For me, personally, as an agnostic, this is a stretch. But I can still conceive of it working for some. I have met religious scientists who do not allow their faith to interfere in their scientific rigor.

Dhiraj, most accepted body of knowledge in a field becomes dogma after a while. But at least within disciplines organized around rigorous research methods, there are mechanisms in place to accomodate new knowledge and overturn dogmas. This sort of reality check does not exist within religious beliefs.

9:52 AM  
Blogger Adagio For Strings said...

Again I would differ since the questions you mention would be best answered by philosophy and not religion! Religion I would think in general is mostly dispensible. (where ofcourse I am erring on the side of caution when I say mostly)

12:52 PM  
Blogger MAHARAJADHIRAJ said...

Umm, I would say religion too is a 'discipline organised around rigorous research'. For example Judaism of BCE 500 is not the same thing Hasidic Jews practice today, even though they may claim to be going back to the roots. And that's true of every religion, be it Christianity, Sanatam Dharm or Islam or Buddhism. Even tribal animisms go through change and expansion (Australian Aborigines for e.g.). What am saying is that religions too go through their share of trial and error, research if you please, to arrive at their bodies of knowledge. Meaning they have their own mechanisms of accomodation!
The problem with the Modern Marxist looking glass, I think, is that it sees things through a position of superiority, especially viz-a-viz religion.

2:29 AM  
Blogger thalassa_mikra said...

Adagio, philosophy can attempt to explain and account for the emotional and spiritual realm, but never provide the avenue for a certain kind of spiritual experience. That, in my opinion is the preserve of religion. And perhaps it is possible to tap into that aspect of religion, while holding firm to your scientific beliefs?

For me personally the art and aesthetics of religion are interesting, the spiritual and cosmological aspects are dispensible.

Dhiraj, perhaps the mechanisms of trial and error exist, but are they necessarily rigorous? Perhaps I'm too steeped in academia, but for me religious inquiry (and not scientific inquiry by a man of religion) rarely reached the rigor and precision of the scientific method.

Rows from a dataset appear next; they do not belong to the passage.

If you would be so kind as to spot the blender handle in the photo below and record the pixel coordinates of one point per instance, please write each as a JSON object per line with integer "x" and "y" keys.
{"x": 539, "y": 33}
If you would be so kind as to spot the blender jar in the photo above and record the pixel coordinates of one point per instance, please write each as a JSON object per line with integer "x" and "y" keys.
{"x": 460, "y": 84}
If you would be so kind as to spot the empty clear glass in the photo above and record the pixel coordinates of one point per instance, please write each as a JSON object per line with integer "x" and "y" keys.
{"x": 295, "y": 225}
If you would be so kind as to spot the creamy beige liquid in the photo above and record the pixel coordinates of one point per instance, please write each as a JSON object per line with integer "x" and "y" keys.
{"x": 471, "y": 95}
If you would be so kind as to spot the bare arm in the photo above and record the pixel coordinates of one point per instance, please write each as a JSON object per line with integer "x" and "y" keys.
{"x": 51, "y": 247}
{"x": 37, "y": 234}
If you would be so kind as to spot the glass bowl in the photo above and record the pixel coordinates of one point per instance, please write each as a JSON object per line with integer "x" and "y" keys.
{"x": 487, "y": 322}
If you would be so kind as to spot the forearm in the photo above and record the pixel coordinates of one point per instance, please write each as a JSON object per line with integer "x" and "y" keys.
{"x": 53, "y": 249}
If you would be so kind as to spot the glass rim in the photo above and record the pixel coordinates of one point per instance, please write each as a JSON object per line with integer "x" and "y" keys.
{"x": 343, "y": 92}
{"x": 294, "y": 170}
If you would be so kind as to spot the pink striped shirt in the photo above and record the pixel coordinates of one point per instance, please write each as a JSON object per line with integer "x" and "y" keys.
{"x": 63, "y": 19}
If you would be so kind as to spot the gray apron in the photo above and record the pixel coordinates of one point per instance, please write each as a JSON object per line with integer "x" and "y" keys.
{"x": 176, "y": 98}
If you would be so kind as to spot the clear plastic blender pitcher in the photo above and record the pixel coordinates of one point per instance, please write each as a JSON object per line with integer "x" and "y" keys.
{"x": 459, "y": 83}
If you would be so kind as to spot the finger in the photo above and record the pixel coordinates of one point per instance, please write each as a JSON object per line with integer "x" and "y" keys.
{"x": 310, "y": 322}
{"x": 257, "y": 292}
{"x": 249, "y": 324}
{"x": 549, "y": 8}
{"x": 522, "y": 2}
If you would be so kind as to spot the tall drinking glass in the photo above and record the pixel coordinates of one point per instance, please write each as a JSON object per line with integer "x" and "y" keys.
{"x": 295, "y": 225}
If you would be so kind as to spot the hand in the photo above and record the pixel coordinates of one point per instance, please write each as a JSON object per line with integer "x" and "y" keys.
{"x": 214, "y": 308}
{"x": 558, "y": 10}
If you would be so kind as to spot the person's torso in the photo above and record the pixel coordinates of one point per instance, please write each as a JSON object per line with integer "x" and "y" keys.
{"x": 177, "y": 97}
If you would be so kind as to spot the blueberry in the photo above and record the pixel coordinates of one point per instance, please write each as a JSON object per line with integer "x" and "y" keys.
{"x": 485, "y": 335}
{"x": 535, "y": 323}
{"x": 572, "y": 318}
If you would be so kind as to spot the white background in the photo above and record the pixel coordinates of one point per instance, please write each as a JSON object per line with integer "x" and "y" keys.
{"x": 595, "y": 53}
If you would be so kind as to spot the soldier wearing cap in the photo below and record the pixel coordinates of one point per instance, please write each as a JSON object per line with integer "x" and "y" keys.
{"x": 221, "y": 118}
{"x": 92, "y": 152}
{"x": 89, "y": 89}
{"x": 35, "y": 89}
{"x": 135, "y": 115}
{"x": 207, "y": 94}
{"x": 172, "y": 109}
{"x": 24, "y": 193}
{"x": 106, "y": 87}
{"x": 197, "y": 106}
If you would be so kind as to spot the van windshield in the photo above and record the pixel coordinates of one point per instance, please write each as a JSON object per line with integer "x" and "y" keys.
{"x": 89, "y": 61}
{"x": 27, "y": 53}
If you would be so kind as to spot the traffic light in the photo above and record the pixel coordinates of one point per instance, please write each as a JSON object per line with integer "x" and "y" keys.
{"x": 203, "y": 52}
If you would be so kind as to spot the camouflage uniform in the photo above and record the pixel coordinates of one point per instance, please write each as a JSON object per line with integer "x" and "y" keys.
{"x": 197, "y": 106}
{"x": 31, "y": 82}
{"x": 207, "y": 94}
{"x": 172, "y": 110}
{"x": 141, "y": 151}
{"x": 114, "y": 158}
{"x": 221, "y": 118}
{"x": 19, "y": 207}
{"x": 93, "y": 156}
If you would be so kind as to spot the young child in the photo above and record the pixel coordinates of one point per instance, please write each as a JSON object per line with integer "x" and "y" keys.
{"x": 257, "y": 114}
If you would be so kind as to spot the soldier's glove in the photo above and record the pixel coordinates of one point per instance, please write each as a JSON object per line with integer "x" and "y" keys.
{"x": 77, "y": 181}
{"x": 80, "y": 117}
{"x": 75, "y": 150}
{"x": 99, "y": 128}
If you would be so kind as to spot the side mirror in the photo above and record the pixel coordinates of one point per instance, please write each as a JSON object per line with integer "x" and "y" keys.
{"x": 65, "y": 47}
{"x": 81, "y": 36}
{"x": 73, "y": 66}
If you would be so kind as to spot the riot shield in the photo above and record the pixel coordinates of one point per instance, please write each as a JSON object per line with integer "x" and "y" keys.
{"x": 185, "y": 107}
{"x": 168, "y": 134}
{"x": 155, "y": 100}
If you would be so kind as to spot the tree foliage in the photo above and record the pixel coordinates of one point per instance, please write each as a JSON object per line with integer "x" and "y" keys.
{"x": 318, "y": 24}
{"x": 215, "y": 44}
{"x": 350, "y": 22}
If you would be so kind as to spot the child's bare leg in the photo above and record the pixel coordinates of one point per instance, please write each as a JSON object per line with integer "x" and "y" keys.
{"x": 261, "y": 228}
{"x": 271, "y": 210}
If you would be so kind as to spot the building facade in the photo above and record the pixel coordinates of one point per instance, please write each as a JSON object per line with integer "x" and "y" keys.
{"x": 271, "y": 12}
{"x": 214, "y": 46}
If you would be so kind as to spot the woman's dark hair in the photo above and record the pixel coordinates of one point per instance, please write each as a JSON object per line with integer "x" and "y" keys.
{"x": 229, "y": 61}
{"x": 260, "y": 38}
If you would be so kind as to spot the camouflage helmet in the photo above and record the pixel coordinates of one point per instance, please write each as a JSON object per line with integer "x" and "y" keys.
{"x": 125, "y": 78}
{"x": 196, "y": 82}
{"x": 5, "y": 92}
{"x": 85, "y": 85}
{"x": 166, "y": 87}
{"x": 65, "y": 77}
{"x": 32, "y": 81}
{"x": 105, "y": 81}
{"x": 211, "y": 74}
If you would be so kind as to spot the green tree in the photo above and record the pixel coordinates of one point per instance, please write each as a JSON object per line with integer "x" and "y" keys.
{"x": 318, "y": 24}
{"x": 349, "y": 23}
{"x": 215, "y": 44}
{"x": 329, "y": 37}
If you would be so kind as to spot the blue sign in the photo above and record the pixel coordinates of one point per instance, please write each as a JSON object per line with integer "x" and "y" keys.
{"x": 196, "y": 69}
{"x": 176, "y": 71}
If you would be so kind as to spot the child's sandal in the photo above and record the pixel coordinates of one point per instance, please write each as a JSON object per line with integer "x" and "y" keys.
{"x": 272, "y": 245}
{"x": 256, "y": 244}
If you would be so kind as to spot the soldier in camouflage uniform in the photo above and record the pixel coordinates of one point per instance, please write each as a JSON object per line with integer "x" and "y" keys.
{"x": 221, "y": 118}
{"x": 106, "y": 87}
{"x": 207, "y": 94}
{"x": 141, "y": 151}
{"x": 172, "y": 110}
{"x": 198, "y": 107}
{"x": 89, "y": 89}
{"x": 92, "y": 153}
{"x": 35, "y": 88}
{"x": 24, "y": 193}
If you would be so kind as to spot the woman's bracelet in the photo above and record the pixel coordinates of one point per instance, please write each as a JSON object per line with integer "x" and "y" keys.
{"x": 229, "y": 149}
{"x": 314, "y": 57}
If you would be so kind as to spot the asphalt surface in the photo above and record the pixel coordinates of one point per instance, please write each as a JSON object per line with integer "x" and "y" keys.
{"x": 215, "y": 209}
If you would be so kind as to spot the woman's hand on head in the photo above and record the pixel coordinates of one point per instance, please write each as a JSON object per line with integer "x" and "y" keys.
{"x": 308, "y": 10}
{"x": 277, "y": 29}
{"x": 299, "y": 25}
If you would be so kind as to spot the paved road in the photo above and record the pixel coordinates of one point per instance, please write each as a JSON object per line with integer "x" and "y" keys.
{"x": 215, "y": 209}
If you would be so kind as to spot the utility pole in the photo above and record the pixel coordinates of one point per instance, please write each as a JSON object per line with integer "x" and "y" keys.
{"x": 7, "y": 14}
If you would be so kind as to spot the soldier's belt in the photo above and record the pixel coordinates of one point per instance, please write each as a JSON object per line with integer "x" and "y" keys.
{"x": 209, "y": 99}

And it was hardly Marx who established the secular scientific consensus. That has been the work of centuries by scientists unhappy with the alternative explanations offered by religion. So I don't think you can blame a distrust of relgious knowledge on Marxist thought, though he did give enough ammunition to religion baiters.

10:13 AM  
Blogger vuong said...

大和市 売地
ランドローバー 中古車
ネットワーク 構築
フランチャイズ 飲食
品川区 不動産
赤ら顔 治療
着物 お手入れ
着物 着付け教室
にきび跡 治療
詐欺 弁護士
池田恵 グリスター
美容 ブログ
インプラント 雑色
整体 日本橋
モデル 読者
モデル ブログ

6:47 PM  
Blogger aa said...

As I write this post—longhandOffice 2010in a spiral notebook—I’m 20,000 feet above eastern Washington, having Microsoft Office 2010just crossed above the Cascades on my return flight Microsoft wordto Chicago. I visited Seattle for the weekend to Office 2007and I have known each other for 20 years now. They Microsoft Officehad a lovely ceremony, and the trip in general was fantastic.Microsoft Office 2007In the 13 years since I left Seattle, I’ve Office 2007 keyvisited six or seven times, and I always return to wherever has Office 2007 downloadOffice 2007 Professionalbecome home with mixed feelings about the place. It Outlook 2010both alarms and pleases me to see howMicrosoft outlookthat once-familiar areas seem almost foreign. ForMicrosoft outlook 2010neighborhoods have changed, to the point Windows 7 as have cookie-cutter, here-today-and-gone-tomorrow nightclubs that cater to the shiny shirt crowd.